Apart from poor environmental conditions, socio-economic issues like high employment is said to have forced people to end up in the informal sector, resulting in a few people having access to health insurance (medical aid).

Rusike said the situation where 70% of the productive age groups were now engaged in informal economic activities not only resulted in deepening poverty through job insecurity and losses, but it also resulted in the dumping of foreign sub-standard foodstuffs, drugs and medical supplies whose quality could not be guaranteed.

“This situation has also contracted the number of medically insured people, thus exposing an even greater proportion of the population to out of pocket and catastrophic expenditure on health. The socio economic situation exposes the population to diseases and conditions associated with poor incomes, overcrowding and poor service delivery,” he said.

“In addition, unregulated urbanisation has resulted in overloading of the old poorly maintained public health infrastructure and overloaded underfunded systems like roads, refuse collection, sewerage and so on.”

Rusike said the sewerage and water reticulation systems remained unimproved despite the fact that the National Shelter Indicator survey indicated 20% of households in Harare were living in backyard illegal sub-standard structures.

“Tuberculosis related to poor housing and poverty persists in the population and now includes the resistant, multi drug type. Work-related injuries due to poor health and safety provision also persist,” he said.

“Poor road engineering, lack of a national transport system resulting in the bulk of goods moved on roads instead of railways, and poor regulation of drivers including young boys in charge of commuter omnibuses also contributes to health problems.”

To ensure the health sector was adequately funded, the Community CWGH recommended that government increases its budget allocation to the Ministry of Health and Child Care to a situation where it fulfilled the 15% requirements by the Abuja declaration on health financing.

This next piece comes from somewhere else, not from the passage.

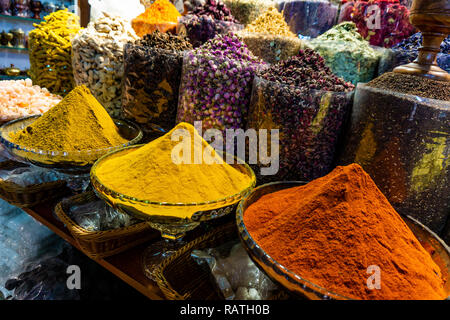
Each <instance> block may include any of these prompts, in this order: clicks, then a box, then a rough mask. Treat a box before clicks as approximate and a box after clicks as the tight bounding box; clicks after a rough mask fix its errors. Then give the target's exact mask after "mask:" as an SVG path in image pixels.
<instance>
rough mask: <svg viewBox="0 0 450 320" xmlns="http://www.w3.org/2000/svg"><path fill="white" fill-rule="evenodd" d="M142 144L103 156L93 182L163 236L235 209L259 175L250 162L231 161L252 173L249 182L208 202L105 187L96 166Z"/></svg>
mask: <svg viewBox="0 0 450 320" xmlns="http://www.w3.org/2000/svg"><path fill="white" fill-rule="evenodd" d="M142 146H143V145H135V146H130V147H126V148H123V149H121V150H116V151H113V152H110V153H108V154H107V155H105V156H103V157H102V158H100V159H99V160H98V161H97V162H96V163H95V164H94V166H93V167H92V170H91V183H92V186H93V188H94V191H95V192H96V193H97V195H98V196H99V197H100V198H102V199H104V200H105V201H106V202H107V203H108V204H110V205H111V206H112V207H113V208H115V209H117V210H119V211H121V212H123V213H126V214H129V215H132V216H134V217H136V218H138V219H141V220H147V221H148V222H149V223H150V225H152V227H154V228H155V229H158V230H160V231H161V232H162V234H163V237H166V238H177V235H178V234H183V233H185V232H187V231H190V230H192V229H194V228H195V227H196V226H197V225H198V224H199V223H200V222H202V221H208V220H211V219H215V218H219V217H222V216H224V215H226V214H229V213H231V212H233V210H234V209H235V208H236V206H237V204H238V203H239V201H240V200H242V199H243V198H244V197H245V196H247V195H248V194H249V193H250V192H251V190H252V189H253V188H254V187H255V184H256V177H255V174H254V172H253V170H252V169H251V168H250V167H249V166H248V165H247V164H245V163H244V164H239V163H236V164H232V165H231V166H233V167H234V168H235V169H237V170H239V171H240V172H242V173H244V174H246V175H247V176H248V177H250V183H249V185H248V186H246V187H245V188H244V189H243V190H240V191H239V192H237V193H236V194H234V195H230V196H228V197H225V198H223V199H218V200H214V201H207V202H202V203H198V202H193V203H168V202H158V201H152V200H151V199H147V200H144V199H137V198H134V197H131V196H128V195H124V194H121V193H119V192H116V191H114V190H111V189H109V188H108V187H106V186H105V185H104V184H103V183H102V182H101V180H100V179H99V178H98V177H97V169H98V168H99V167H100V166H101V165H102V164H103V163H104V162H105V161H106V160H107V159H109V158H110V157H112V156H117V154H119V153H120V154H121V155H125V154H127V153H129V152H132V151H135V150H137V149H138V148H140V147H142Z"/></svg>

CWGH said government should also provide a full health worker establishment which is responsive to the population health needs, the disease burden and distribution of its health service institutions, and which was in line with the constitutional provision of health care as a right.

Health and Child Care deputy minister Paul Chimedza told the National Assembly last week that it had been difficult to get a full complement of nurses in the country’s hospitals and clinics because of the government freeze on nursing posts.

“The government freeze was lifted at the end of this year and we can take in 680 nurses and after that the establishment will be full. There are almost 4 000 nurses in the street and as a ministry we have put in proposals to increase the establishment which has not been reviewed since 1980 in order for it to respond to the disease pattern,” he said.

“The ministry realised we might not get all the staffing proposals we put and we rekindled the plan of having some of our nurses on a government to government arrangement so that we post them to other countries that required them in order not to keep them in the streets.”

The CWGH said it was imperative to incentivise key personnel to work in districts and also to avail specialists at Provincial and city health levels, and in addition to ensure the provision of quality services through effective management at hospitals and health centres.

“Community involvement mechanisms at all levels of health care provision, capacitation and monitoring should be strengthened. A significant larger share of the health budget should go to the district level,” the health lobby group said.

“Government should improve domestic fiscal underfunding for health and the shrinking donor pool of funding for health and revitalise the drive for a national social health insurance in order to minimise catastrophic spending on health through provision of a pre-payment mechanism for both informally and formally employed citizens.”